Conversations about refugees are often heated, focused on hypotheticals and unknowns. By making visible three young emigrants--rather than those who fear them--Refugee aims to provide a corrective to this American myopia. Josef, 12, is escaping Germany in the late 1930s; after his father is released from Dachau, his Jewish family scrambles aboard the ill-fated German liner St. Louis. Isabel, 11, is escaping Cuba in 1994, leaving in a handmade boat for a better life, one that includes more opportunities for her future as well as keeping her activist father out of Castro's prisons. And Mahmoud, 12, leaves Aleppo, Syria, in 2015 with his family in a panic after their apartment building is bombed. Moving briskly among Josef, Isabel and Mahmoud, each short chapter brings new tragedy, occasional hope and continued instability to all three children.

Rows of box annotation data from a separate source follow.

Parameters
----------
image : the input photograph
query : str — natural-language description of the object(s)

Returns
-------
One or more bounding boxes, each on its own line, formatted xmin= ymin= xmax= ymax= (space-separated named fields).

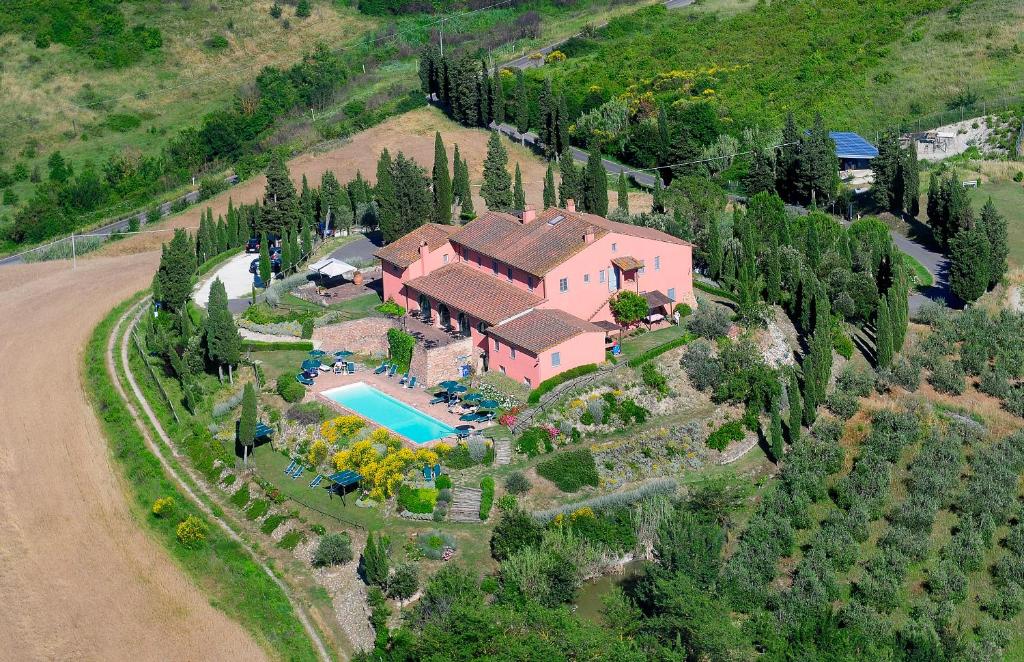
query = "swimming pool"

Alan Gratz (Code of Honor; Projekt 1065; The League of Seven; Prisoner B-3087) uses his trademark straightforward prose to illuminate the danger facing refugee families. Insightful details help contemporary readers to connect with the story, especially in Mahmoud's chapters, in which smartphones play an important role ("Google Maps told them it would be an eight-hour walk, and they split the journey up by sleeping in a field"). Gratz focuses on individual villains and heroes, rather than structural causes of refugee crises, but nevertheless young readers will finish this book and ask: What should we do? Adults will be similarly struck by the words of Isabel's grandfather: "[A] funny thing happened while I was waiting for the world to change, Chabela: It didn't. Because I didn't change it." --Stephanie Anderson, assistant director for public services, Darien Library (Conn.)